US says Cuba accepted offer of humanitarian aid

The American Secretary of State, Marco Rubio, stated this Thursday (21) that the Cuban regime has accepted an offer from the United States of US$100 million in humanitarian aid, but that it is not yet clear how this aid will be delivered.

“They say they accepted. Let’s see if that means (it will work),” Rubio told reporters in Miami, according to information from the Associated Press.

“We are not going to provide humanitarian aid that ends up in the hands of their (the Cuban regime’s) military company.
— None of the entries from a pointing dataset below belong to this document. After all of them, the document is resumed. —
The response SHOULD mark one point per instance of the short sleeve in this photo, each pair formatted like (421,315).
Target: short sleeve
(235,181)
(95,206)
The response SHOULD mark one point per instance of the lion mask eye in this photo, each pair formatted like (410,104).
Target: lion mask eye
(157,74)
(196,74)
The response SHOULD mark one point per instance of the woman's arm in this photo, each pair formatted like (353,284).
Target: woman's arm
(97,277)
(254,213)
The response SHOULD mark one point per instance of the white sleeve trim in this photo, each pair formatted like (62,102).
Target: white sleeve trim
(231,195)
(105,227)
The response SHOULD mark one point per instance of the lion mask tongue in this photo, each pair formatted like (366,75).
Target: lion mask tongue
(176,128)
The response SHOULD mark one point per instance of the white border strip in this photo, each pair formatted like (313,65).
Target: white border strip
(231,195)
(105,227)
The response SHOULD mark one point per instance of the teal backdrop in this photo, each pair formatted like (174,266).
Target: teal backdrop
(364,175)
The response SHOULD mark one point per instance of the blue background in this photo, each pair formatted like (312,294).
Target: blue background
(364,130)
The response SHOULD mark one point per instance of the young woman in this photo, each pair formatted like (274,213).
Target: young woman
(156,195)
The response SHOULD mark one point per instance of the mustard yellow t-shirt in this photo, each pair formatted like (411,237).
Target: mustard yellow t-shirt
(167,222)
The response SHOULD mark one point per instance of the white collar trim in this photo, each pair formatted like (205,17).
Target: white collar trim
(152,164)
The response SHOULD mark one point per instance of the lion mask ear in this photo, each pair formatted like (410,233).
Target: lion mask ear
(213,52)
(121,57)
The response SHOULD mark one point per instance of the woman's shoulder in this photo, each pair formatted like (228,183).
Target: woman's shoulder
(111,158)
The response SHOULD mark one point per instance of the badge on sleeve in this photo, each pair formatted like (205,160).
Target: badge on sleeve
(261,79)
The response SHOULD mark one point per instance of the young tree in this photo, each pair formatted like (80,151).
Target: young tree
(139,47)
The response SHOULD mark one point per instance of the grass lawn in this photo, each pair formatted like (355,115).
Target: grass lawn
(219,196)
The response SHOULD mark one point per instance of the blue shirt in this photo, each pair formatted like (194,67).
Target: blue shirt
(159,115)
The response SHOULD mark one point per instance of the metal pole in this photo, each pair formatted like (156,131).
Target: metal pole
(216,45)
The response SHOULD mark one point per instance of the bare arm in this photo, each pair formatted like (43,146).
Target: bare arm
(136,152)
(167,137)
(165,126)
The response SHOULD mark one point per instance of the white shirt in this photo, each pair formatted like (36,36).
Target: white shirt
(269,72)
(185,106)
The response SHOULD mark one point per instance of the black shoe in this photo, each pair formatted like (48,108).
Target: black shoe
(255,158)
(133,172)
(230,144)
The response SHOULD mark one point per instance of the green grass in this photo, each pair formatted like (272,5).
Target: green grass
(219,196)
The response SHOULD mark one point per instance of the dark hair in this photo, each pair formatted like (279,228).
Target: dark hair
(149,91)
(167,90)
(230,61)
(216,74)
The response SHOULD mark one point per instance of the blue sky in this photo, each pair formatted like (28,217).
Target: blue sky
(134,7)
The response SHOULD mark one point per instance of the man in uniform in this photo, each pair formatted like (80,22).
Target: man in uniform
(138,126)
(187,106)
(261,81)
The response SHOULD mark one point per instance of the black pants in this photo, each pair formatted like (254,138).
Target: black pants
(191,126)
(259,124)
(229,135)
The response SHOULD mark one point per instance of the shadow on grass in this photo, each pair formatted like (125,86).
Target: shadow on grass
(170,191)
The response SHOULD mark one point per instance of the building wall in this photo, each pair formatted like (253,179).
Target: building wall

And then they take this material, sell it in dollar stores and pocket the money,” Rubio said.

The Donald Trump administration had offered US$100 million in humanitarian aid to Cuba, under the condition that such aid be distributed through the Catholic Church and other independent organizations and not by the Cuban regime.

Cuban dictator Miguel Díaz-Canel had said before Rubio’s statement this Thursday that the Castro dictatorship would accept the aid “if the US government is truly willing to provide assistance in the announced amount and in full compliance with universally recognized humanitarian aid practices.”

Rubio’s comment was made one day after the American government announced the indictment of former Cuban dictator Raúl Castro for the deaths of four Cuban-American activists in the shooting down of two civilian planes in 1996, raising tensions between the two countries.